The godfather of 35mm film

A classic projector resides at the Hope Cinema, revealing a film culture alive and well.

Kevin Larson proudly showcases the Super Simplex Project 1938 at the Hope Cinema

The Hope Cinema is clearly a force to be reckoned with upon a visit one rainy Friday afternoon. Kevin Larson who has been bravely helming the operation is no stranger to the magic of the cinema experience of days gone by.

Opening its doors to the Hope Standard, one thing resonated — the classic style of the local cinema is a gem that seems to have escaped the flow of time.

“They don’t make them like this anymore,” said Larson.

Walking through the doors of the impressive facade and its neon lights, one is struck by the careful preservation of the theatre. It is reminiscent of the earlier days of movie going experiences, long before the onslaught of generic super-sized movie dome houses became the norm.

After making the switch to digital a couple years ago, Larson, has maintained the integrity of the cinema, along with a level of showmanship that makes the viewing experience that more pleasurable.

“We’ve kept it going, where other small towns have died out.”

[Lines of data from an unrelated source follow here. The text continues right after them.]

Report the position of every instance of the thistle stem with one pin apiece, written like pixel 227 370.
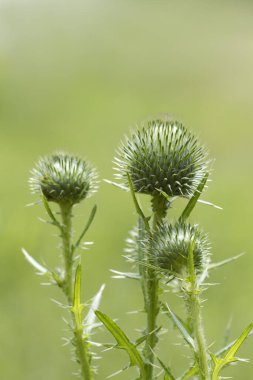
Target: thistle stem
pixel 82 353
pixel 66 232
pixel 151 295
pixel 194 309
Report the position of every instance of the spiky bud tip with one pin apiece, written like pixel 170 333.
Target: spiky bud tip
pixel 162 156
pixel 171 246
pixel 63 178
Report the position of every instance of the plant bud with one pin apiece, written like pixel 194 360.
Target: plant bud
pixel 163 156
pixel 63 178
pixel 171 245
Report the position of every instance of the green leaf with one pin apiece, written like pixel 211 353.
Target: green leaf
pixel 193 370
pixel 77 306
pixel 137 206
pixel 120 275
pixel 50 213
pixel 229 357
pixel 210 204
pixel 122 341
pixel 167 375
pixel 224 262
pixel 189 340
pixel 90 220
pixel 185 325
pixel 119 185
pixel 192 202
pixel 41 270
pixel 90 317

A unique attribute and asset to Hope with small town cinema fizzing out, Larson has honed in on the needs of the local market and with a passion and love of all things filmmaking is showcasing a projector worthy of the greats.

The cinema is the proud home to the Super Simplex Project 1938.

“This was one of two projectors from the Dlova Cinema in Cloverdale,” said Larson of the nostalgically beautiful machine.

A beauty from a golden era, it is one half of a two piece masterpiece.

“The reason for the two projectors is because each movie had six, two eight reels of film lasting 15 to 20 minutes — a change over was needed between each reel of film,” he said.

One entire movie could be up to 12,000 feet of 35mm film. The lamp house on the back of the projector was taken out of service in the 70’s, when xenon lamp houses materialized.

“They effectively replaced the carbon arc and created a technique to produce the exceptional light needed for film projection.”

Eventually the film magazines on the bottom and top of the projector were transformed to roller arms, which accommodated a new method of film delivery to the projector. From this unique point, all film could be built up from the reels onto a film platter, which could hold the entirety (12,000 feet of film) in the late 70’s and early 80’s.

Fully functional, this timeless projector would still be effective, if not for the advent of the great digital transition, which succeeded in dumping thousands and thousands of dollars of equipment according to Larson.

Larson’s office showcases a poster of Al Pacino in the Godfather. An ode to Sylvester Stallone for Rambo First Blood greets all lucky enough to enter, amidst a plethora of classic and contemporary artists and stars plastered to the walls.

The movie goer in Hope is set up for a visual experience that is almost obsolete in the modern era of the cinema scene. Upon exiting the theatre, one is met with waves of nostalgia for the movies of one’s youth, as they marvel at the rarity of a cultural landmark that rivals any cinema experience worldwide.